The makeup of the Democratic leadership in the House is a big question coming into the 116th Congress. Leader Pelosi remains one of the Democrat’s best fundraisers and biggest political liabilities. The closer we get to Election Day, and the more the odds improve that the Democrats will take back the House, the more you can expect to see talk of alternatives rising up to challenge Pelosi’s claim to the Speakership. Potential leadership will have their own agenda, but they will have to balance that with a host of freshmen who they’ll need to appease in order to garner enough votes to get anything through.

The Establishment

Republicans picked up 63 seats during the 2010 wave election. From the 111th Congress to the 115th – from 2009 until 2018 – Democrats have gone from having 256 seats in the House to 193. That swing means that a lot of the old guard have either been voted out or retired, and the Democratic members who have survived several bad electoral cycles for the party, have found themselves in positions of seniority. If the Democrats win the House, these one-time ‘back benchers’ will be jockeying for chairmanships and other leadership roles.

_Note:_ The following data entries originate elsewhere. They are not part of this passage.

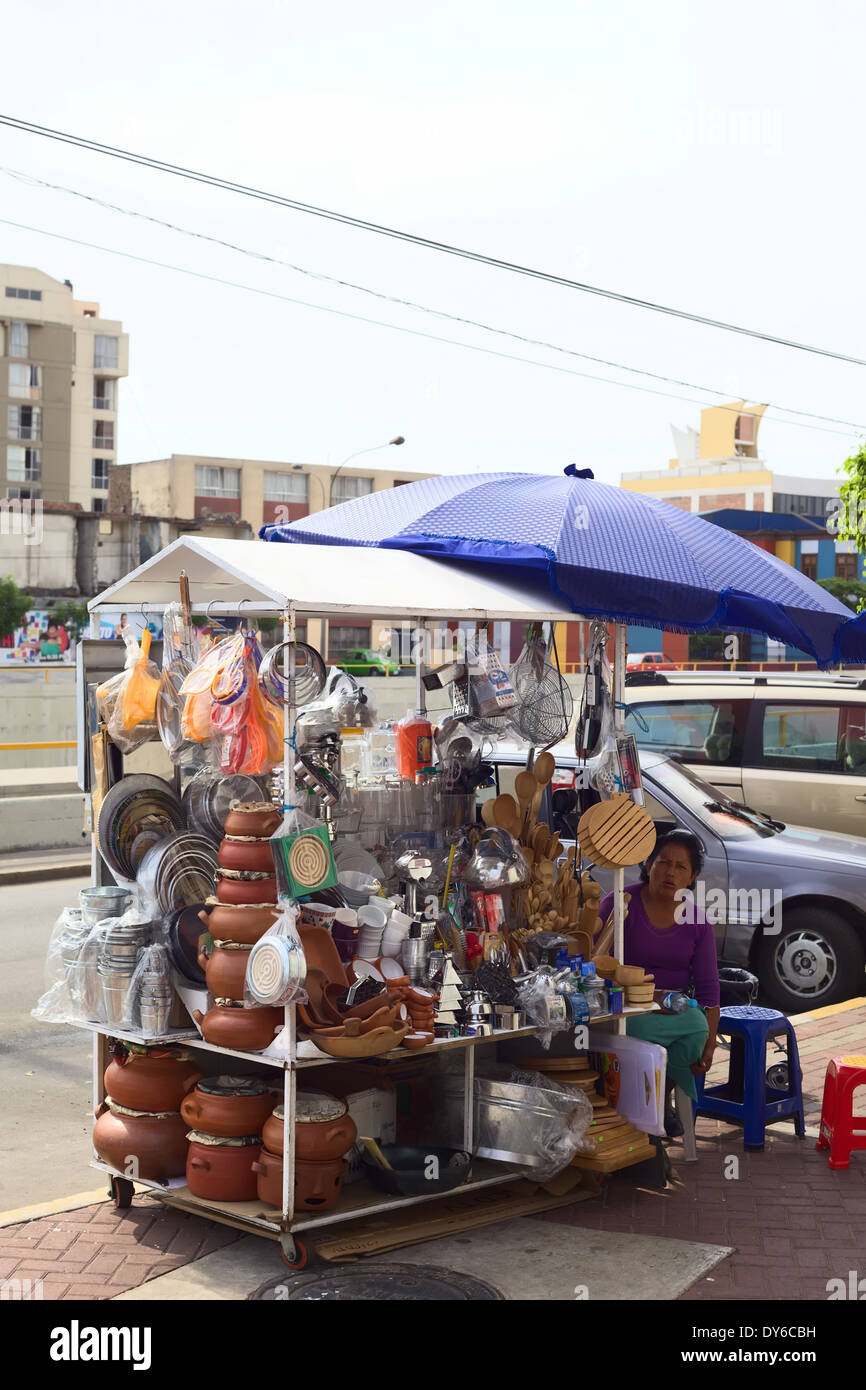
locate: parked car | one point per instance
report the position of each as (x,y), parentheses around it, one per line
(649,660)
(788,744)
(812,951)
(366,662)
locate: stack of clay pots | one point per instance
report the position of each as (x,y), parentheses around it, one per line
(324,1132)
(139,1129)
(243,909)
(225,1115)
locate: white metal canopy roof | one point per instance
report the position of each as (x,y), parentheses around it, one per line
(324,578)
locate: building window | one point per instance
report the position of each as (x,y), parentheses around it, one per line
(18,339)
(103,434)
(25,421)
(287,487)
(22,464)
(104,350)
(342,489)
(24,381)
(103,394)
(217,483)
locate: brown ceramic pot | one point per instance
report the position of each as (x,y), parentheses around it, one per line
(150,1083)
(243,923)
(257,819)
(145,1146)
(223,1172)
(252,855)
(314,1140)
(317,1186)
(248,1030)
(246,890)
(224,972)
(228,1111)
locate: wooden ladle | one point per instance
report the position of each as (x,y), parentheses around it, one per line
(524,788)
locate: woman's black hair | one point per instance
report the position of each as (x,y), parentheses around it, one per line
(676,837)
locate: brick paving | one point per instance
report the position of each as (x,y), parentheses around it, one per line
(794,1223)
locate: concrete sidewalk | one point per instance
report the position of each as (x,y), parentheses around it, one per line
(773,1225)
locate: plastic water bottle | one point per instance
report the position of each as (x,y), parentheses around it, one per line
(677,1002)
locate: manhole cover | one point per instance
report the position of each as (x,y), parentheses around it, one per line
(380,1283)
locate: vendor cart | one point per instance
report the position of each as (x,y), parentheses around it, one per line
(239,578)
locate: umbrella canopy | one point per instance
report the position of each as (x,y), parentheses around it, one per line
(606,552)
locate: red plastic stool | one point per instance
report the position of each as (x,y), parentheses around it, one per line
(841,1130)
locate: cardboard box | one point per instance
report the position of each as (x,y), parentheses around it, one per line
(376,1114)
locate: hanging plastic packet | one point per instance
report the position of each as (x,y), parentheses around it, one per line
(127,701)
(180,656)
(277,966)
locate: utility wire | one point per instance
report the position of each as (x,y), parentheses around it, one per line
(401,328)
(281,200)
(409,303)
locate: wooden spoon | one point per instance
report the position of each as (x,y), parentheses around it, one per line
(524,788)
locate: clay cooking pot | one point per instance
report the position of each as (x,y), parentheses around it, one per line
(150,1083)
(228,1107)
(246,890)
(224,972)
(243,923)
(248,1030)
(157,1143)
(223,1172)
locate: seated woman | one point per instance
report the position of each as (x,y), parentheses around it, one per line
(674,943)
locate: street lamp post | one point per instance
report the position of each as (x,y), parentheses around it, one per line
(334,476)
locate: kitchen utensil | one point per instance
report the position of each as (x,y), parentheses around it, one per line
(228,1107)
(410,1173)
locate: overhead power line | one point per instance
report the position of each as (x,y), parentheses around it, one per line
(410,303)
(430,243)
(401,328)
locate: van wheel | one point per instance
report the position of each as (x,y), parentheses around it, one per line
(816,959)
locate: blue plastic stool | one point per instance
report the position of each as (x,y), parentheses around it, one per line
(745,1098)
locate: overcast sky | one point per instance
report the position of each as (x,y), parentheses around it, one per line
(698,156)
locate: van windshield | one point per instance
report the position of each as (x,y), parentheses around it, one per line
(727,818)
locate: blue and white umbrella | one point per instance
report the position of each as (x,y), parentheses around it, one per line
(610,553)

These members are generally easy to spot. Who is raising money for the party and other candidates? Who is on CNN or MSNBC? Who is traveling outside their district to campaign for Democratic challengers looking to win the majority? These are the members to keep an eye on. They are ambitious and have an agenda. Finding those members who share your priorities and getting on their radar early will help to make your causes part of their agenda for growth within the caucus.

The Freshmen 

To those lucky enough to be elected as a Member of Congress, your freshmen experience can be very similar to your freshmen year of college; there’s an orientation, a scramble to make new friends and you spend most of your time making sure you have enough money not to get kicked out.

Many freshmen come in with a list of priorities of things they’d like to see done, but that is usually fairly narrow and limiting. Perhaps a new Member of Congress ran primarily on health care and has strong opinions on where she or he wants to focus on that issue. It does not mean however that they know where they fully stand on foreign aid, or infrastructure spending or any one of a litany of things a sitting Member of Congress needs to know and have a binary opinion on.

All three audiences need to be approached in different ways, and depending on your organizations goals and aspirations, you will need a plan for each of them; that plan should start now.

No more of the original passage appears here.